L’ancien secrétaire général de la Ligue démocratique (Ld) Abdoulaye Bathily ne ménage pas le pouvoir.
Dans un entretien accordé au journal Jeune Afrique, il souligne que la démocratie sénégalaise a subi un sacré coup durant le septennat du successeur de Abdoulaye Wade au pouvoir, en l’occurrence, Macky Sall. Et il pointe du doigt la Justice qu’il estime agir sous les ordres de l’Exécutif. Le Jallarbiste se réfère au cas du candidat déclaré du Pds, Karim Wade à qui on a refusé son inscription sur les listes électorales et à celui du leader de la coalition Taxawu Sénégal en prison et dont le sort sera fixé le 3 janvier prochain par la justice sur son éventuel participation à la joute électorale, prévue le 24 février 2019. «Je crois savoir que l’on est en période de sécheresse démocratique. Voilà 50 ans que je participe au combat politique au Sénégal, et c’est la première fois que l’on fait écarter par la justice des candidats à la présidentielle. Au Sénégal comme ailleurs se pose la question du rôle de la justice dans les procès d’opposants, et cela fragilise le système démocratique», déplore l’ancien ministre de l’Industrie sous le régime de Abdoulaye Wade. Abdoulaye Bathily rappelle que «cela fait dix-huit mois qu’il dit que le procès de l’ancien maire de Dakar est politique». L’ancien patron de la Ld affirme que sur les deux cas précités, la justice sénégalaise a toujours été désavouée par les juridictions internationales. «La Cour de justice de la Cedeao a rendu un jugement qui considère que la procédure n’a pas été équitable. L’État sénégalais, qui est membre de la Cedeao et a adhéré à la Charte de la Cedeao, doit se soumettre à ce jugement, mais il ne l’a pas fait jusqu’ici. La Commission des droits de l’homme de l’Onu a abouti pratiquement à la même conclusion. Tout cela montre bien qu’il y a volonté d’éliminer un adversaire». Le professeur d’Histoire de poursuivre : «On ne règle pas des problèmes politiques en se servant de la justice. Actuellement, lorsque les gens soupçonnés de malversations sont contre vous, ils tombent sous le coup de la loi. Mais lorsqu’ils sont avec vous, vous les épargnez. À partir de ce moment-là, la justice perd sa crédibilité, et le jugement sa légitimité aux yeux de l’opinion. C’est cela qui amène les tensions, et demain une ambiance de règlements de comptes qui porte en germe le recul de la démocratie».

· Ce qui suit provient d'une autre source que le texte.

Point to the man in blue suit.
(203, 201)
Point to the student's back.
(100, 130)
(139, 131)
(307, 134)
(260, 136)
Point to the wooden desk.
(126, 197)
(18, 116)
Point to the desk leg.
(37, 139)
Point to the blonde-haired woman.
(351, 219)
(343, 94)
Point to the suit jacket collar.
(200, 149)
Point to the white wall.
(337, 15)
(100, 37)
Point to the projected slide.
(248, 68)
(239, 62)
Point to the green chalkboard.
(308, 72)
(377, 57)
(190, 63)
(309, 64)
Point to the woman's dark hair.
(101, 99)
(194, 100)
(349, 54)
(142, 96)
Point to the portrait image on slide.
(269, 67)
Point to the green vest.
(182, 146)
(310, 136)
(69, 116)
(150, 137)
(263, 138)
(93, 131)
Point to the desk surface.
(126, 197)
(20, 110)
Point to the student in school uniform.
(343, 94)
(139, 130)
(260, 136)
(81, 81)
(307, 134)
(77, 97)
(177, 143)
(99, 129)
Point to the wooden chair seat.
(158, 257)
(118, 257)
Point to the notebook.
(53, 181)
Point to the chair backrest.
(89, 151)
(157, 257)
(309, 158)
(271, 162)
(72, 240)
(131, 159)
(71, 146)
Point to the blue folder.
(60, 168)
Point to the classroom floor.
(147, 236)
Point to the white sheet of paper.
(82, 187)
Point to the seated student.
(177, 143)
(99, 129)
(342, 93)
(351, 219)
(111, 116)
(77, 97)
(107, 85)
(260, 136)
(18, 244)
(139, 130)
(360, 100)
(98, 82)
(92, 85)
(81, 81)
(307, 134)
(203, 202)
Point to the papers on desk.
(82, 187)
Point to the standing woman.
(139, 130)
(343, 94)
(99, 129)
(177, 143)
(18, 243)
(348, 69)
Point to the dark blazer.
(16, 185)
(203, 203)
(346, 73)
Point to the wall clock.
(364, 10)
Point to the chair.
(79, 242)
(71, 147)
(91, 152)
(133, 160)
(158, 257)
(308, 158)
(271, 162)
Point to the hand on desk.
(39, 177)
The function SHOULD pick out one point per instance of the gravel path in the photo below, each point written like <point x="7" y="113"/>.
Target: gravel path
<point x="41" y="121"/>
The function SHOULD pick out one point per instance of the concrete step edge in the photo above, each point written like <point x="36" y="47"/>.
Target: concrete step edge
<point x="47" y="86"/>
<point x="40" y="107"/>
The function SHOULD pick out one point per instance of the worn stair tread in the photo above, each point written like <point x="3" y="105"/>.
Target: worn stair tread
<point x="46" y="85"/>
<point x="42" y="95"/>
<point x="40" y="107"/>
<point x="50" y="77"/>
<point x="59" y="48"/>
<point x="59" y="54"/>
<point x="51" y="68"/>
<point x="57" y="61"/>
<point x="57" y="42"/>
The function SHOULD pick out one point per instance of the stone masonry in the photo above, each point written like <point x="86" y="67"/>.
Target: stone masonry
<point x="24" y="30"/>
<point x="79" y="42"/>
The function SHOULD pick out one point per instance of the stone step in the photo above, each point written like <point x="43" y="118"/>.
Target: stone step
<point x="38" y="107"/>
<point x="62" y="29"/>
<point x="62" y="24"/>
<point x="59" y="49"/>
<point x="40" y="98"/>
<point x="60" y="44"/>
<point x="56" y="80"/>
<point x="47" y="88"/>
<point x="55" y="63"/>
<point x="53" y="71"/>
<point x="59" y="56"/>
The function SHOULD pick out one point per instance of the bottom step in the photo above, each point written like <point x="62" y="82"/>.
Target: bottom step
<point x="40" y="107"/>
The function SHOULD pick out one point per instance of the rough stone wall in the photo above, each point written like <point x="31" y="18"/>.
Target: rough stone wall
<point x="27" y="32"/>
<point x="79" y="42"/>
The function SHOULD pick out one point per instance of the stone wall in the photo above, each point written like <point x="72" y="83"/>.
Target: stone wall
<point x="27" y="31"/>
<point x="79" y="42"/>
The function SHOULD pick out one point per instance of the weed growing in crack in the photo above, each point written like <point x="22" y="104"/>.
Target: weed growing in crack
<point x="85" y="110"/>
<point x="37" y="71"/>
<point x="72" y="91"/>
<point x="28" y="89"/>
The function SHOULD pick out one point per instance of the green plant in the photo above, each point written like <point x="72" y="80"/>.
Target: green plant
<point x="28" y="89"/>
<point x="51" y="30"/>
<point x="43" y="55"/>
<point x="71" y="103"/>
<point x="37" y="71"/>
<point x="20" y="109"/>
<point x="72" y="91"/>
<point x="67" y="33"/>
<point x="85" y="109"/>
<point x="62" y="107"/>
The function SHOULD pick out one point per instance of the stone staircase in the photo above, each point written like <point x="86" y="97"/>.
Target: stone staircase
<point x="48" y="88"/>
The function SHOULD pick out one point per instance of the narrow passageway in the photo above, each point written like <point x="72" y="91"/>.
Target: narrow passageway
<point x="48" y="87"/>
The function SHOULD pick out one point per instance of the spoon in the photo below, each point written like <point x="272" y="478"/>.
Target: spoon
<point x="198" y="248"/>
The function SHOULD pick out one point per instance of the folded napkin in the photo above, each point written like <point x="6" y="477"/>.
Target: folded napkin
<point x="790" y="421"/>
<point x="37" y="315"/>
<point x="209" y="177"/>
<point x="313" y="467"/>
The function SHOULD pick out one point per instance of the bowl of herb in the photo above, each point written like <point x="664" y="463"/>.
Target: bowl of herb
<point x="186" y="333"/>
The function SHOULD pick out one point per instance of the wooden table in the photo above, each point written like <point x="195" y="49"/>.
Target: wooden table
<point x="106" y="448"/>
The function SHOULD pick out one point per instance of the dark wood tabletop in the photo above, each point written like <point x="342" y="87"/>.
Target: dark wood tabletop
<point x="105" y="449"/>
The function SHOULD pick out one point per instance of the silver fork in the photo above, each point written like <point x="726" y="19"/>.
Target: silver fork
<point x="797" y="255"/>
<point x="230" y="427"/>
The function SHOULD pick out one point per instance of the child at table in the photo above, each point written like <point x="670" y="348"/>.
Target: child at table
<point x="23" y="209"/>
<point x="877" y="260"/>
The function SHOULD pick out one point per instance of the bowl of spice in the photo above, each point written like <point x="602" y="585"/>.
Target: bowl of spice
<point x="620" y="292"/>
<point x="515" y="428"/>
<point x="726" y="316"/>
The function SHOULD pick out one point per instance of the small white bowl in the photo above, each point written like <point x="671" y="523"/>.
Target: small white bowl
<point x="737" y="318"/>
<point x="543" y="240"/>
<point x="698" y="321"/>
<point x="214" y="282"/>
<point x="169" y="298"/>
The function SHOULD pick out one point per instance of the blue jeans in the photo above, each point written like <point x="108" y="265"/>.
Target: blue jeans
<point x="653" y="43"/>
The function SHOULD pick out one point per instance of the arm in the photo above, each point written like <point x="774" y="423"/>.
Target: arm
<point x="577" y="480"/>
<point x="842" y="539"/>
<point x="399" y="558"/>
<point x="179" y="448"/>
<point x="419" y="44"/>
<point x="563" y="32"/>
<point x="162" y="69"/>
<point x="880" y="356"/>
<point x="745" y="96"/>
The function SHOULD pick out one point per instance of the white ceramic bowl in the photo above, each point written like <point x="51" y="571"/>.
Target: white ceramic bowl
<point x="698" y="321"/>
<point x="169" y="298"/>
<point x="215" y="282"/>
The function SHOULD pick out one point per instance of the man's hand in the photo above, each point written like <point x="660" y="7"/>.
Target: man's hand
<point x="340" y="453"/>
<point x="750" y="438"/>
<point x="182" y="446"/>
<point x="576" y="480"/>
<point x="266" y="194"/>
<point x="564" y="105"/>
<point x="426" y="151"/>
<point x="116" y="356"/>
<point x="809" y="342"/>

En revanche, même s’il reconnait que les dossiers judiciaires de Karim Wade et de Khalifa Sall sont différents, Abdoulaye Bathily souligne que les deux hommes politiques qui aspirent à devenir le président de la République doivent faire l’objet d’un «traitement équitable». En outre, il dénonce la politique de deux poids deux mesures sur les personnes qui ont été poursuivies par la Crei où seuls Karim Wade et sa bande ont été jugés alors que d’autres ont vu leurs dossiers gelés.
Toutefois, dans cet entretien, l’ex candidat à la Commission de l’Union africaine a abordé des questions qui touchent la Cpi, Israël, les Etats-Unis, le Togo, la Guinée, la Rd Congo, le Burundi, le Cameroun et le Sénégal.